Shares in the cloud storage company tanked Thursday—down about 15 percent just before Levie spoke with CNBC, but paring those declines by the market close—after it reported fiscal fourth-quarter results after the bell Wednesday.
Box posted a loss of $1.65 per share, which initially appeared to be a major miss because some consensus estimates called for a loss of about $1.17 per share.
Levie told CNBC Wednesday night, however, that that consensus figure was wrong because some analysts had based their expectations on an incorrect share count. In fact, he said, the actual consensus was for a loss of $1.99—meaning Box topped what Wall Street projected.
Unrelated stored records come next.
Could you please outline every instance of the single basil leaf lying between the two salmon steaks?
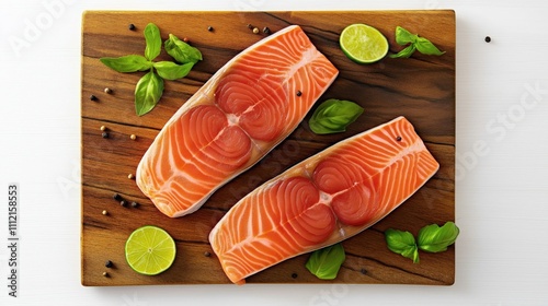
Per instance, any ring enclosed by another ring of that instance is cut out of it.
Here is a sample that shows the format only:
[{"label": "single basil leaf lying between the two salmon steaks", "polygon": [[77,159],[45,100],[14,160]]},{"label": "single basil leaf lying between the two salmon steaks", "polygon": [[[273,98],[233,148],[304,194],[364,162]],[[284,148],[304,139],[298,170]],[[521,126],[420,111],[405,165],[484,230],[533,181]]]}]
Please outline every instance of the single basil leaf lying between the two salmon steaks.
[{"label": "single basil leaf lying between the two salmon steaks", "polygon": [[344,132],[362,113],[364,108],[353,102],[331,98],[316,108],[308,125],[317,134]]}]

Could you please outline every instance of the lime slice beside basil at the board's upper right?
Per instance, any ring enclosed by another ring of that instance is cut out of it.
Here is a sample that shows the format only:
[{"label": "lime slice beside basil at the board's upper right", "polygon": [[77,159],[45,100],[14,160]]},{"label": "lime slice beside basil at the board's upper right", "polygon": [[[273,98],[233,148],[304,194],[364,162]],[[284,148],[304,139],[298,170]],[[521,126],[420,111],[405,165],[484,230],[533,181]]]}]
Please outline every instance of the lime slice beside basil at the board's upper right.
[{"label": "lime slice beside basil at the board's upper right", "polygon": [[372,63],[388,54],[388,40],[373,26],[351,24],[346,26],[339,38],[343,52],[357,63]]}]

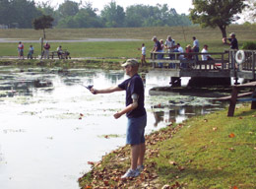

Responding to one analyst's complaint that he was being too defensive for a company CEO who just had his first earnings release since going public, Levie said he wanted to make sure Box sets "appropriate expectations."
Still, he said "for the most part, we're just focused on execution."
Box's quarterly revenue easily topped Street projections, rising to $63 million, compared with estimates for $58 million.
The company forecast revenue growth of about 30 percent in the current fiscal year, which would mark a slowdown.
As for another analyst's complaint that Box spends too much on advertising, Levie said that ad spending has fallen as a percentage of revenue, but "our job right now is to go capture as much adoption as possible."
—CNBC's Josh Lipton and Karma Allen contributed to this report.